Most of us use free colab and kaggle gpus, so yeah we need to save as much vram as we can to be able to finetune a pretrained model, but if some1 use A100 , so yes i believe the cache should be truned on, also upcast the model norms layers float 32 for better training stability

I don’t get it. Why does casting up the layers to float32 not cause errors? I thought the falcon modle was in bf16 which isn’t the same type as the norm layer e.g.
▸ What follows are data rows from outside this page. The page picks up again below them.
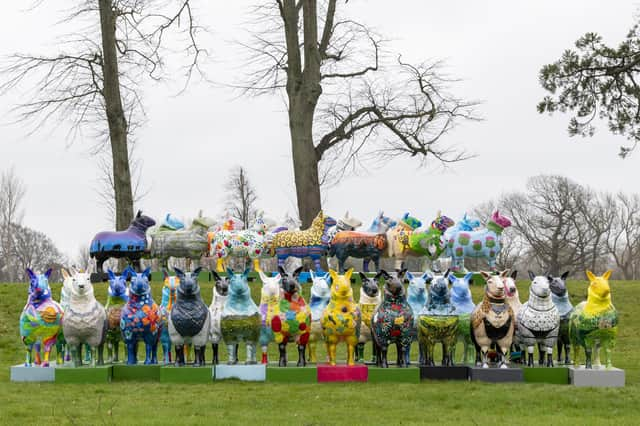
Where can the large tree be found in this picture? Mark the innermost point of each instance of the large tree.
(241, 197)
(12, 192)
(597, 81)
(346, 100)
(94, 82)
(563, 224)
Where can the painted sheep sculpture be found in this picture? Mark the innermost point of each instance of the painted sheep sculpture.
(560, 297)
(189, 319)
(41, 318)
(312, 242)
(370, 299)
(480, 243)
(493, 321)
(318, 302)
(85, 320)
(538, 320)
(417, 298)
(169, 296)
(240, 320)
(130, 243)
(438, 322)
(462, 301)
(117, 297)
(270, 295)
(593, 324)
(513, 300)
(341, 319)
(220, 295)
(392, 322)
(293, 320)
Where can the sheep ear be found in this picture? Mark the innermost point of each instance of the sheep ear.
(384, 274)
(179, 272)
(347, 274)
(147, 273)
(128, 272)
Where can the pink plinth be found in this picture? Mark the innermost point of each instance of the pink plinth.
(342, 373)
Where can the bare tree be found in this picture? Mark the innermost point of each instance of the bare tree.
(82, 260)
(95, 82)
(12, 192)
(30, 249)
(550, 218)
(623, 237)
(241, 197)
(105, 184)
(347, 101)
(513, 252)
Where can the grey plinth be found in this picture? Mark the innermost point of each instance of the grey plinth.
(496, 375)
(254, 373)
(597, 377)
(20, 373)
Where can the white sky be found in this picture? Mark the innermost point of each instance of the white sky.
(190, 142)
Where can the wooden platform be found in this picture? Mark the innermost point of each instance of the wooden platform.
(552, 375)
(597, 377)
(138, 372)
(444, 373)
(251, 373)
(186, 374)
(292, 374)
(86, 374)
(342, 373)
(496, 375)
(394, 375)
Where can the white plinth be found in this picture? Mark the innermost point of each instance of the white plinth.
(597, 377)
(254, 373)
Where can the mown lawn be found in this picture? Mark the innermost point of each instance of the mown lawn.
(264, 403)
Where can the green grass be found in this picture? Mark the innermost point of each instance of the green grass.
(270, 403)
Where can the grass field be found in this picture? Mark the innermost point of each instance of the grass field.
(320, 404)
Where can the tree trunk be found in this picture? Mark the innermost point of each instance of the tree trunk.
(115, 118)
(305, 164)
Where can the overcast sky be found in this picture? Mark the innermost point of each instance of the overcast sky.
(190, 142)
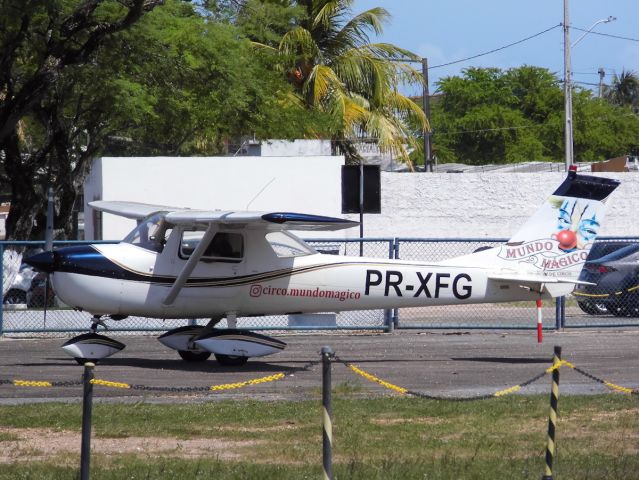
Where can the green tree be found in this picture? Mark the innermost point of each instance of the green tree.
(328, 58)
(624, 90)
(173, 83)
(40, 41)
(493, 116)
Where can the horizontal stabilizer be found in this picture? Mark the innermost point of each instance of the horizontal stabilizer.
(133, 210)
(525, 279)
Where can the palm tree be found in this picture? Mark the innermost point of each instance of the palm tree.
(624, 90)
(334, 68)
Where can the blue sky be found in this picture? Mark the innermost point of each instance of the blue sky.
(445, 31)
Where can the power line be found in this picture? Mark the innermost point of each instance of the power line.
(497, 49)
(607, 35)
(489, 130)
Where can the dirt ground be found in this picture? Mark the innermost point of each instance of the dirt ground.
(462, 363)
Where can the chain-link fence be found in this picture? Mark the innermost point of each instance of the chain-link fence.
(30, 306)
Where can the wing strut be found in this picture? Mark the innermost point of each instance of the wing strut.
(195, 257)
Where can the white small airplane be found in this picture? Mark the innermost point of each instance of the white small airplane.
(183, 263)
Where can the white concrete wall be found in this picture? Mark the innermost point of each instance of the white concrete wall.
(298, 184)
(431, 205)
(482, 205)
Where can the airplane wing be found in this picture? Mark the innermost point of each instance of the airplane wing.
(248, 219)
(134, 210)
(259, 220)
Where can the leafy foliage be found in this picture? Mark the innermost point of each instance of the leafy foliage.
(327, 56)
(493, 116)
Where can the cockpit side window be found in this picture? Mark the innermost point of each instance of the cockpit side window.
(224, 247)
(286, 245)
(151, 233)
I’m confused about this line of code:

    # - qlora-ft (train)
    max_seq_length = 512  # todo, get from config
    trainer = SFTTrainer(
        model=model,
        train_dataset=trainset,
        peft_config=peft_config,
        dataset_text_field="text",
        max_seq_length=max_seq_length,
        tokenizer=tokenizer,
        args=training_arguments,
    )

    # todo: why this?
    for name, module in trainer.model.named_modules():
        if "norm" in name:
            module = module.to(torch.float32)

    trainer.train()

thoughts?

Nope the model was downloaded and loaded in memory with bf16 to save vram, but after that you can change it to whatever you want, i download it in torch.float16, cause free gpu doesn’t support bf16

I have an additional question - So, Let’s say we keep the model.config.use_cache = False and then train the model. Later we turn the cache = True and do a model.eval. Does that mean that the model which we would be using for inference now, would be the new trained model? If yes, then what is the whole point of again saving the model and loading through the peft configuration.